Grokfast: Accelerated Grokking by Amplifying Slow Gradients
This paper introduces the Grokfast algorithm, designed to accelerate the grokking phenomenon by amplifying slow-varying gradient components. The algorithm decomposes gradient signals into fast and slow components, targeting the slow component that contributes to delayed generalization. Grokfast uses spectral decomposition of parameter trajectories, and by amplifying the low-frequency (slow-varying) components, the algorithm significantly reduces the time to achieve generalization, making models grok up to 50 times faster.
Beyond Algorithmic Data
Omnigrok: Grokking Beyond Algorithmic Data
This study shows that grokking can occur in a variety of tasks beyond algorithmic data, such as image classification, sentiment analysis, and molecular prediction. Grokking is caused by the mismatch between training and test loss landscapes, resembling L and U shapes, respectively. The paper identifies representation learning as crucial to grokking, especially in tasks heavily reliant on high-quality representations. Large initialization scales and small weight decay can induce grokking, showing how training dynamics are sensitive to these factors.

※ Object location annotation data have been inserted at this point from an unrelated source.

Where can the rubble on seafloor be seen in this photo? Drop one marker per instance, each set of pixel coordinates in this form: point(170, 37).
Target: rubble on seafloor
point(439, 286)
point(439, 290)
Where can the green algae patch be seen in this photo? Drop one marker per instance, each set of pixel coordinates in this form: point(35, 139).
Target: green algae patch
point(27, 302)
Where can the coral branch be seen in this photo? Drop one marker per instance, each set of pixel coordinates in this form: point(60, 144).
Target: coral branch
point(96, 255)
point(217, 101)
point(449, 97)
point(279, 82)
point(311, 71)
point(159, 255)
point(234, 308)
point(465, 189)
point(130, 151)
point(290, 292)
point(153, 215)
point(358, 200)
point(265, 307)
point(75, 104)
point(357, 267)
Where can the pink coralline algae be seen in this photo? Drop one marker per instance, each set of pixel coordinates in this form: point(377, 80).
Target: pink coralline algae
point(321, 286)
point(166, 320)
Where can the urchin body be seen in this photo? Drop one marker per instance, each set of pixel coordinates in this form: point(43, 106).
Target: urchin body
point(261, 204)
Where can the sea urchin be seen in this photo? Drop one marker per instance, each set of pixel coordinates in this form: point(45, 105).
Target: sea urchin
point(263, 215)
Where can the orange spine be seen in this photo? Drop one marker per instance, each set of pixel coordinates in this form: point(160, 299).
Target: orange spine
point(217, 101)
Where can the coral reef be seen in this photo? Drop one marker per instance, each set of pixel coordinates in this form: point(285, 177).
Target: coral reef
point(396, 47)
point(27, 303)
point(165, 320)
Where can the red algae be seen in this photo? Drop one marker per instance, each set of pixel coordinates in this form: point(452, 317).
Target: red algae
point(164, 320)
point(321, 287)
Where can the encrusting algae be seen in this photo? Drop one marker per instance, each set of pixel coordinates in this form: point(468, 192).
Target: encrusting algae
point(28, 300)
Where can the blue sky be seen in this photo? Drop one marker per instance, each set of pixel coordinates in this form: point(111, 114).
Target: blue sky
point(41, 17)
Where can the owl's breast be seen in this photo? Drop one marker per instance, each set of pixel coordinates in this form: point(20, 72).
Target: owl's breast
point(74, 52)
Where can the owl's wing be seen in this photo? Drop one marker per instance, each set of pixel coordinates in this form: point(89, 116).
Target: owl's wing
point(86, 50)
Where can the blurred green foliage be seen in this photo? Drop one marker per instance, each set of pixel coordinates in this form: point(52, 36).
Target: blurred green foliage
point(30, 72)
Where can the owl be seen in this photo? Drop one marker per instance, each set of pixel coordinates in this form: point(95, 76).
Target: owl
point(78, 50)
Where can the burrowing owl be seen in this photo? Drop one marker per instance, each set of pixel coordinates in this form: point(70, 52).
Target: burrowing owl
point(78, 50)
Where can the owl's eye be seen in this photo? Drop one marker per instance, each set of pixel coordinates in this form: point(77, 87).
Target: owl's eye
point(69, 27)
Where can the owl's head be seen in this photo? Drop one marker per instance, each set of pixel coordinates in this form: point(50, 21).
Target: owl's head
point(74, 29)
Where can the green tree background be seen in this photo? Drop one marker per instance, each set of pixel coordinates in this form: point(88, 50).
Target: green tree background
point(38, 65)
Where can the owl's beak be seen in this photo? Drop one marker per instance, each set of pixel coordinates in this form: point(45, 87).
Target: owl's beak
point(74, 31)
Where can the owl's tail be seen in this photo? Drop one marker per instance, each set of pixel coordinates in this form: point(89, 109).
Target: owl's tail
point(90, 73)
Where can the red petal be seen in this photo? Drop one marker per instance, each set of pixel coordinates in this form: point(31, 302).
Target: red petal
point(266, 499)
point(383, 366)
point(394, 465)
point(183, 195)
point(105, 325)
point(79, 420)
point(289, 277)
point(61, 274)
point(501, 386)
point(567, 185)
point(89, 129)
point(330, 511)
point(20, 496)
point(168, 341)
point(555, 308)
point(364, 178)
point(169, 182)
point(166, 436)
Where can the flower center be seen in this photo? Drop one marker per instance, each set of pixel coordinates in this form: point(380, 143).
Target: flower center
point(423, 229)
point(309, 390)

Grokking of Hierarchical Structure in Vanilla Transformers
This paper demonstrates grokking on datasets containing hierarchical structures rather than just algorithmic datasets. A non-hierarchical rule is more like a shallow pattern that does not require deeper understanding of the structure, but the hierarchical rule requires understanding of the structure of the sentence. Transformers exhibit an inverted U-shaped relationship between depth and generalization. The study introduces the "tree-structuredness" metric as a means to predict the optimal model depth for achieving structural grokking. The findings provide evidence that vanilla transformers, with sufficient training, can discover and utilize hierarchical sentence structures.
Grokked Transformers are Implicit Reasoners: A Mechanistic Journey to the Edge of Generalization
This paper investigates whether transformers can learn implicit reasoning skills such as composition and comparison on datasets other than modulo arithmetic. It finds that transformers can learn implicit reasoning but only through grokking. The paper emphasizes that data distribution, rather than size, plays a critical role in grokking and generalization. A higher ratio of inferred facts to atomic facts accelerates grokking, underscoring the importance of data composition over sheer volume. Fully grokked transformers outperform state-of-the-art models like GPT-4-Turbo and Gemini-1.5-Pro in complex reasoning tasks.
Experimental Investigations
Exploring Grokking: Experimental and Mechanistic Investigations
This work provides comprehensive empirical experiments on grokking, exploring various aspects of the phenomenon through systematic experimentation.
The Complexity Dynamics of Grokking
This paper examines the rise and fall of complexity during training of a neural network, providing insights into how model complexity evolves throughout the grokking process.
Grokking Explained: A Statistical Phenomenon
This work explains grokking as being due to distribution shift in the dataset, providing a statistical perspective on the phenomenon.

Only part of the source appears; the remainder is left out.